A Learning Algorithm for Boltzmann Machines

“A Learning Algorithm for Boltzmann Machines” by David H. Ackley, Geoffrey E. Hinton, and Terrence J. Sejnowski appeared in the journal Cognitive Science in 1985, volume 9, pages 147 to 169. The paper introduced a learning rule for a class of stochastic neural networks the authors named Boltzmann machines, after the physicist Ludwig Boltzmann whose statistical mechanics supplied the underlying mathematics.

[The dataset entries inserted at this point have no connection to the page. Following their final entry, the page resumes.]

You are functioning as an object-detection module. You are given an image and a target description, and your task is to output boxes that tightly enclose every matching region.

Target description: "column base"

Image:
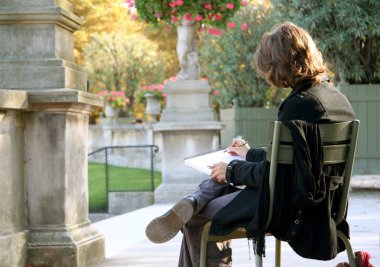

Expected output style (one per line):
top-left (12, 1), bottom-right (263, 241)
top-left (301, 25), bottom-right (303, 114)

top-left (0, 230), bottom-right (27, 266)
top-left (27, 223), bottom-right (105, 267)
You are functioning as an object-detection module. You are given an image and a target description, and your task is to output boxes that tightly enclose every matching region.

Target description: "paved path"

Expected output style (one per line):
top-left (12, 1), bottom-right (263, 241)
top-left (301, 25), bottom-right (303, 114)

top-left (94, 190), bottom-right (380, 267)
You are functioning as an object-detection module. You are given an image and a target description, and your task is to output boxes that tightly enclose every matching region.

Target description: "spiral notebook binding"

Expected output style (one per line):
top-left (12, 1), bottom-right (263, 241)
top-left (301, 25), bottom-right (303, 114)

top-left (184, 148), bottom-right (223, 160)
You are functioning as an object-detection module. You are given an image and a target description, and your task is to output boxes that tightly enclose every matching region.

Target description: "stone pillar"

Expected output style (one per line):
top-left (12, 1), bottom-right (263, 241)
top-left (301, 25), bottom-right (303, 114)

top-left (0, 0), bottom-right (104, 267)
top-left (0, 90), bottom-right (28, 266)
top-left (153, 80), bottom-right (221, 203)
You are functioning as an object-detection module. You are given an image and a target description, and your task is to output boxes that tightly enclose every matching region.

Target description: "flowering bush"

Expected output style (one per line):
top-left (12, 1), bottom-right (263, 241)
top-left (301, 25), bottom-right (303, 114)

top-left (97, 90), bottom-right (130, 111)
top-left (200, 5), bottom-right (283, 108)
top-left (136, 76), bottom-right (176, 103)
top-left (132, 0), bottom-right (248, 27)
top-left (137, 84), bottom-right (166, 103)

A Boltzmann machine is a network of binary units that turn on and off probabilistically rather than deterministically. The whole network settles into states with a probability governed by an energy function, the same idea John Hopfield had used in 1982, but here the units are noisy. Some units are visible and clamped to data; others are hidden and free to represent structure the data does not state directly. The machine learns by adjusting connection weights so that the patterns it produces on its own match the statistics of the patterns it is shown.

The contribution that mattered was the learning rule itself. The authors showed that the weight change needed only the difference between two correlations: how often two units were on together while the network ran “awake” clamped to data, and how often they were on together while it ran “asleep” free-running. This local rule, requiring only locally available information, made it possible in principle to train networks with hidden units, a problem the 1969 critique of perceptrons had left open.

The Boltzmann machine was slow and hard to scale in practice, but its ideas propagated forward. Restricted Boltzmann machines later became the building blocks of the deep belief networks that helped restart deep learning in 2006, and the line of work was cited when Hinton shared the 2024 Nobel Prize in Physics.